But with growth comes change. We’ve been blessed to have a lot of talented people contribute to this site over the years, and as they produce quality work, and others across the industry recognize it, they earn interest for their services. That then leads to some having to sign off for bigger opportunities. I see that as a great positive for the brand. Would it be nice to have more consistency and keep a crew together for years? Of course. I know it’d make Demetri’s life a lot easier. If we’re losing people for the right reasons though, and they’re landing opportunities that help them advance their careers, I’m going to be happy for their success, and trust that we’ll find others to keep us moving forward. The success of our team helps make what we do more attractive to others because it shows that if you do good consistent work here, you can put yourself in a position to attract attention.
Over the past two months, I have challenged Demetri Ravanos to invest more time talking to people about writing for us. Expanding our Barrett News Media roster is a priority. So too is adding quality people to help us improve Barrett Sports Media. BSM has had just under seven years to earn trust with readers. BNM has had less than two. We’ve put out ads on our website and newsletters, social posts, an ad on Indeed, and we’ve reached out directly to people who we’ve felt may be able to add something interesting to our brand. Most of my time is spent listening to stations and talking with clients, but my eyes are always roaming looking for content, and my mind is always thinking about what we can create next to make an impact.
I don’t judge our brand’s success based on clicks, shares, breaking news before other outlets or showing up in the top three listings on Google. I care more effort accuracy, timeliness, passion, consistency, storytelling, insight, and being fair and non-agenda driven. We’ve found our niche being able to tell stories about broadcasting professionals, relaying news, and offering expert knowledge to serve those involved in the broadcasting industry. If we continue to excel doing those things consistently, I’m confident our audience will reward us by reading and sharing more of our content. It’s why we never stop recruiting to keep things fresh.
Having said that, I am excited today to reveal six new additions to the Barrett Media staff. Peter Schwartz is a name and voice many in New York sports radio circles are familiar with. Peter has spent three decades working with various outlets and I’m thrilled to have him writing weekly feature stories for us. Brady Farkas is a talented host and former programmer who now works for WDEV in Burlington, VT. Karl Schoening is a play by play broadcaster who has worked in San Antonio sports radio and has had the added benefit of learning the industry from his talented father Bill who calls Spurs games. Each of them will produce bi-weekly feature stories for the brand. Jason Ence is in Louisville and has written about sports betting for Twin Spires while also working for ESPN 680. He’ll be writing sports betting content for us on a weekly basis. Jasper Jones will help us by adding news stories on Friday’s. He’s presently in Philadelphia learning the business working for Audacy.
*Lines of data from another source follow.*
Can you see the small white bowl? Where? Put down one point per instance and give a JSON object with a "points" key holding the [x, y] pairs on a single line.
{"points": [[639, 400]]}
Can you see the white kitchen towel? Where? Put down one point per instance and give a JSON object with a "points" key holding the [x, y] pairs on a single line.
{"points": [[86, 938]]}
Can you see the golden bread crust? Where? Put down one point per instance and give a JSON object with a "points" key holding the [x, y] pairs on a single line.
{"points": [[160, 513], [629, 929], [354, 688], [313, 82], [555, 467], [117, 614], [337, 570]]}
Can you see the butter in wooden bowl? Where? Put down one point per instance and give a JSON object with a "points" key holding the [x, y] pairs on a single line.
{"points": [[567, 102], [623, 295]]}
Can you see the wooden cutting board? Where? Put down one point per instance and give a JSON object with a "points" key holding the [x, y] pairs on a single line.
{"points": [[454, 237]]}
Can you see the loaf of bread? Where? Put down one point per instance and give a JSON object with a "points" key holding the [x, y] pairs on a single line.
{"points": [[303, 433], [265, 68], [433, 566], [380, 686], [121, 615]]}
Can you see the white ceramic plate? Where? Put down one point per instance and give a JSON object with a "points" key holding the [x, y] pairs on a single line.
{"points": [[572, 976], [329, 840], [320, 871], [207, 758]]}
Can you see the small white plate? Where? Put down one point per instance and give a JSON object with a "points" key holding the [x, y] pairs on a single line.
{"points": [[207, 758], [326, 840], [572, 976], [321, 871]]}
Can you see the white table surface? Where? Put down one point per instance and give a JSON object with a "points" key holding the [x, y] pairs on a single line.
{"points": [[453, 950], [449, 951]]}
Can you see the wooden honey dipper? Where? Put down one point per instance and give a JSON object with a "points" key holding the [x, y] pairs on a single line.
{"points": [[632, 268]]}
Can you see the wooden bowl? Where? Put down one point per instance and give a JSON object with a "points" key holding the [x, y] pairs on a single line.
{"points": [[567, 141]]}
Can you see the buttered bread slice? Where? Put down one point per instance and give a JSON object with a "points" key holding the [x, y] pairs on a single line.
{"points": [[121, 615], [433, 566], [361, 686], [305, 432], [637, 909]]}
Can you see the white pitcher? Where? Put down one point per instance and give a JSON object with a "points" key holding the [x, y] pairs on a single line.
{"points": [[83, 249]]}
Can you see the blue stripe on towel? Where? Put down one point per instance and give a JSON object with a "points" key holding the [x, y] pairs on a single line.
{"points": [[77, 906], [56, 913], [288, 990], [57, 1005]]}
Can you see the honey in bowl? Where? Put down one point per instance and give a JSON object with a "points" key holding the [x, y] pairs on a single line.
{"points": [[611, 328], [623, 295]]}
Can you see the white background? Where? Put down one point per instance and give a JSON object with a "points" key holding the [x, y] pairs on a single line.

Last but not least, veteran author, Brewers writer, and former radio professional Jim Cryns comes on board to help us with features on news media professionals.
These six additions make us stronger, and I’m excited to have them join the team to help us add more quality content to the website. That said, we’re not done yet. Demetri and I are still talking with others and I expect to make a few more additions in the weeks ahead. As I said earlier, we want to improve the news media side of our operation and continue adding people to help us make a bigger dent in the sports media space. Broadcast companies invest in us to help them, and I believe it’s important to invest back.
If you’ve programmed, hosted a top rated show, worked in measurement, led a cluster as a GM, sold advertising, represented talent or have worked in digital and feel you have knowledge to share, reach out. I can’t promise we’ll have room but we’re always willing to listen. I’m not worried about whether or not you’ve written for professional publications. Passion, experience and unique insights matter much more than a resume or journalism degree.
I appreciate everyone who takes time to read our content, like and share it on social, and all involved with this brand who help bring it to life each day. The latest additions of Schwartz, Farkas, Schoening, Ence, Jones and Cryns will make our product better. Now the challenge is finding others to help us continue growing.